Hello. This is Sungho Lee.
I’m using a small cluster (total 160 cores <- 1 master, 15 nodes) for testing ASPECT now.
In the master node or a single node of the cluster, increasing processor makes running wall time shorten using ASPECT 2.1.
However, sharing the problem with other nodes dese not show running wall time shorten rather increases running wall time.
Is this normal because of problem dependent or something wrong?
Even though I’ve tested different network fabric like tmi, ofi and etc, it doesn’t help.
One thing I suspect is my executables and libraries (ASPECT and deal.II) compiled based on intel’s MKL and Intel compilers.
Is this can be a cause for my problem or not?

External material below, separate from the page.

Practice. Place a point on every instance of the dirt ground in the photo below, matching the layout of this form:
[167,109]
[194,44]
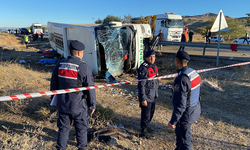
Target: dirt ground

Any comments can be helpful for me
performance is typically a balance between the cost of doing computations and the cost of communicating. If you run on a single machine, communication is cheap and fast, but if you involve other machines, you need to involve the network and send data from one machine to another – so it becomes expensive. Whether a particular computation is accelerated is then a question of how much computing you do and how much communicating. In other words, for small simulations with a few thousand degrees of freedom, it’s often not worth running on multiple machines because there is not enough computation to amortize the cost of communication. Parallelization is often only useful if you have on the order of 50,000 unknowns per processor.
Can you say how large the computation was that you tried?
Thank you for your comment.
My problem has around 1,000,000 degree of freedoms.
By your saying, my problem requires 20 processors.
Now, I understand why performance decreases over around 16-18 cores.